The RSUs vest annually over four years, aligning the executive’s compensation with multi‑year company performance. The footnotes add that any unvested RSUs would fully vest upon the defined merger Closing with Boston Scientific Corporation, if that transaction is completed and service continues through that date.

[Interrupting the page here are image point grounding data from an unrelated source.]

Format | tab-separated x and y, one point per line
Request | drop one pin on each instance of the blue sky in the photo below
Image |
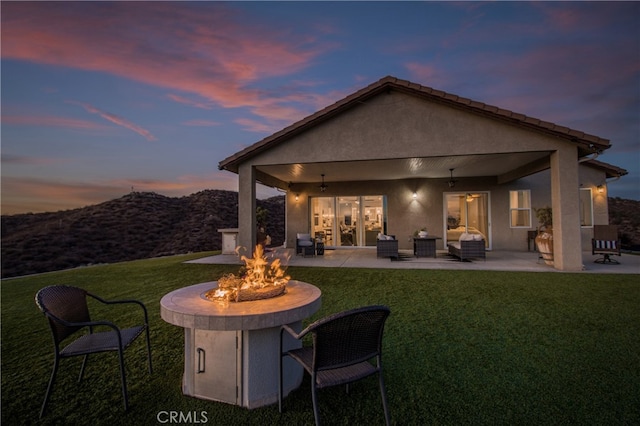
102	98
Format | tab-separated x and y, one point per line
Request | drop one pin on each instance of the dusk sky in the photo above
102	98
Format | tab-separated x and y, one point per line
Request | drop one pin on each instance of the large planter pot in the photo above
544	242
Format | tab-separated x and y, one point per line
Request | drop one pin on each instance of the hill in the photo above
142	225
137	226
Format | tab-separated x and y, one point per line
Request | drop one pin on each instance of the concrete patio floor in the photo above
365	257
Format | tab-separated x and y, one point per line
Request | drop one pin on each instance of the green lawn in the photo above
460	347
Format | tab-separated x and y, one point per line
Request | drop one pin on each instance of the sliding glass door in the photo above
467	212
348	221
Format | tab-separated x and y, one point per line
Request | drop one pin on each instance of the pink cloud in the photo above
9	159
201	123
255	126
190	102
117	120
48	121
205	50
24	195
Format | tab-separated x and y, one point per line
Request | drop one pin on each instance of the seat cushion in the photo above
101	342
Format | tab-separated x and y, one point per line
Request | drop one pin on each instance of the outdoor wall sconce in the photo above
323	187
451	182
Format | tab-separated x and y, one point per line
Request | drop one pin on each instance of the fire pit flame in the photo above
261	280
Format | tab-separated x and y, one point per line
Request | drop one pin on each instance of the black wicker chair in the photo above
343	346
606	242
67	310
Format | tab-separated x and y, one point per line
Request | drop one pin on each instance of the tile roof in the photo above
609	169
589	143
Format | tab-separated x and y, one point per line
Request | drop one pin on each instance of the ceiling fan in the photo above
451	182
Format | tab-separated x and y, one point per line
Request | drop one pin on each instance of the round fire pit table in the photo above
231	349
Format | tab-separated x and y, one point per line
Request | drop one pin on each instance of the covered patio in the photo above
497	260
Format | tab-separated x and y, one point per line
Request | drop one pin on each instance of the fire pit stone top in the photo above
187	307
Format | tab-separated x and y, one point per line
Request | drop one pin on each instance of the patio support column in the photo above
247	207
565	200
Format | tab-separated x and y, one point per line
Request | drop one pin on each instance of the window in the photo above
520	208
586	207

Overall, these disclosures are routine for a senior executive, with the main governance detail being the potential accelerated vesting on a merger Closing. Actual impact for shareholders will depend on whether that merger closes and how many RSUs remain unvested at that time.
Insider Trade Summary
| Type | Security | Shares | Price | Value |
|---|---|---|---|---|
| Grant/Award | Common Stock | 2,630 | $0.00 | -- |
| Tax Withholding | Common Stock | 705 | $339.30 | $239K |
| Grant/Award | Common Stock | 2,630 | $0.00 | -- |
Footnotes (1)
- On February 13, 2026, the Reporting Person was granted 2,630 restricted stock units (RSUs) under the Issuer's Amended and Restated 2014 Equity Incentive Plan, of which 1/4 of the RSUs will vest equally on February 15, 2026, February 15, 2027, February 15, 2028 and February 15, 2029, subject to continued service by the Reporting Person on the applicable vesting date. Notwithstanding the foregoing, if the Closing (as defined in that certain Agreement and Plan of Merger, dated as of January 14, 2026, among the Issuer, Boston Scientific Corporation, a Delaware corporation, and Pinehurst Merger Sub, Inc., a Delaware corporation) occurs, any of the RSUs that remain unvested will fully vest on the Closing, subject to continued service by the Reporting Person through such date. A portion of these shares is subject to vesting. Shares were withheld by the Issuer to satisfy tax withholding obligations in connection with the vesting of RSUs granted to the Reporting Person. On February 17, 2026, the Reporting Person was granted 2,630 RSUs under the Issuer's Amended and Restated 2014 Equity Incentive Plan, of which 1/4 of the RSUs will vest equally on an annual basis, beginning on February 15, 2027, subject to continued service by the Reporting Person on the applicable vesting date. Notwithstanding the foregoing, if the Closing (as defined in that certain Agreement and Plan of Merger, dated as of January 14, 2026, among the Issuer, Boston Scientific Corporation, a Delaware corporation, and Pinehurst Merger Sub, Inc., a Delaware corporation) occurs, any of the RSUs that remain unvested will fully vest on the Closing, subject to continued service by the Reporting Person through such date.